Do you ever read a book and find yourself highlighting interesting lines on almost every page? That was me as I was reading “Maybe You Should Talk to Someone,” by Lori Gottlieb. The book was recommended to me by another coach. She said the author was very good at spotting patterns and unstated needs in her clients. The author is a therapist, and even though a coach is much different than a therapist, we also spot patterns and unstated needs.

The Past

Therapists help clients make sense of their past and help them get “unstuck” if something in their past is keeping them from moving ahead.   They have the training to diagnose clinical conditions such as depression or OCD.  Coaches don’t ignore the past: everything a person has experienced is part of who they are, but the focus for coaching is more, “Here you are; where do you want to be; and how can we help you move forward.”

“At some point in our lives, we have to let go of the fantasy of creating a better past. If we don’t accept the notion that there’s no redo, much as we try to get our parents or siblings or partners to fix what happened years ago, our pasts will keep us stuck.”

“Many of us torture ourselves over our mistakes for decades, even after we’ve genuinely attempted to make amends. How reasonable is that?

Change and Loss

People come to coaching because they want “something” to be different in their lives. I often ask new clients, “If our coaching engagement is wildly successful, what will be different in you, in your life?” The problem is people want things to change – but not if that involves them changing.

“Change and loss travel together. We can’t have change without loss, which is why so often people say they want change but nonetheless stay exactly the same.”

One of the tools I like to use to help people change is the Immunity to Change Map developed by Robert Kegan and Lisa Lahey. It can very quickly help clients see what hidden assumptions and competing commitments they’ve made that make it very difficult to change (think New Year’s resolutions).

“The stages of change are such that you don’t drop all your defenses at the same time. Instead, you release them in layers, moving closer and closer to the tender core: your sadness, your shame.”

Moving Forward

Bringing about transformational change requires us not only to recognize our hidden assumptions, but to take action. And taking that action requires us to take ownership of our development and step out with courage.

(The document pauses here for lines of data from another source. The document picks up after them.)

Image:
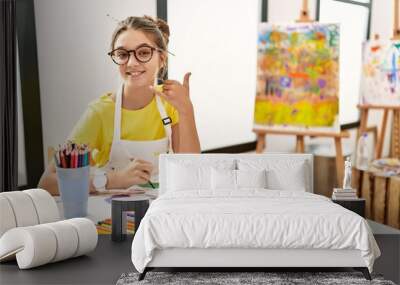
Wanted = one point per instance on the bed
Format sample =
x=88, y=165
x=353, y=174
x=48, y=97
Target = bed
x=245, y=210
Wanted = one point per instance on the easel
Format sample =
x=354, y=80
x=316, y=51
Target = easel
x=300, y=134
x=364, y=109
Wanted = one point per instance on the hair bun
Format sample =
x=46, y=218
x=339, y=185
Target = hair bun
x=161, y=25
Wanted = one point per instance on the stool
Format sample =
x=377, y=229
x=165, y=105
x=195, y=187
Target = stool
x=138, y=204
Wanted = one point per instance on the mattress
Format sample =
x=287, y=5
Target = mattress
x=250, y=219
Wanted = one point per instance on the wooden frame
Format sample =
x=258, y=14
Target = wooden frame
x=337, y=137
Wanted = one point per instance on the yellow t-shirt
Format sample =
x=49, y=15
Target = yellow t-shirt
x=96, y=126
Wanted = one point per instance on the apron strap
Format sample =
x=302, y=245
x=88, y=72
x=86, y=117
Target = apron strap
x=167, y=121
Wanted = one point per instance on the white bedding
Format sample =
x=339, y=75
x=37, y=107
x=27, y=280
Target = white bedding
x=251, y=218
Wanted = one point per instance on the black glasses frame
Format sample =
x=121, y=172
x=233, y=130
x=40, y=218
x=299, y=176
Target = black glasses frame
x=134, y=54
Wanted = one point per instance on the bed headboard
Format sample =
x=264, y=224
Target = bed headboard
x=165, y=158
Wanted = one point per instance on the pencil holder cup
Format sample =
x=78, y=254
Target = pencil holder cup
x=73, y=185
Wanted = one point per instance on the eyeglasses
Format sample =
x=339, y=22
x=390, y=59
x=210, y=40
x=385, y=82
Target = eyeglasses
x=142, y=54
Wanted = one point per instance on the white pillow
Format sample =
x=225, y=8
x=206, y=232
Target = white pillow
x=223, y=179
x=251, y=178
x=186, y=175
x=283, y=174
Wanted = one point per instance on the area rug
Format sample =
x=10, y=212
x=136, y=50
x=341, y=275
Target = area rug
x=229, y=278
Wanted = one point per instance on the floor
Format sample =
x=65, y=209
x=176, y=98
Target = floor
x=110, y=259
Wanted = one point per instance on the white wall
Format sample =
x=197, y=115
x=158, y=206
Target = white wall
x=73, y=38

“Being a fulfilled adult means taking responsibility for the course of your own life and accepting the fact that now you’re in charge of your choices”. 

The Role of the Coach

Gottlieb states that she’s never had a client that she didn’t end up liking. I feel the same. Once you’ve been one-on-one with someone, and they’ve shared their thoughts, their fears, their insecurities with you, it’s natural to be in their corner rooting for them.

“We’ve helped them hear the questions they didn’t even know they were asking: Who am I? What do I want? What’s in my way”?

“Everyone needs to hear that other person’s voice saying, I believe in you. I can see possibilities that you might not see quite yet. I imagine that something different can happen, in some form or another. Let’s edit your story.”

When we learn to edit our story, our life takes on all sorts of new potential. What’s your story and how would you like to edit it?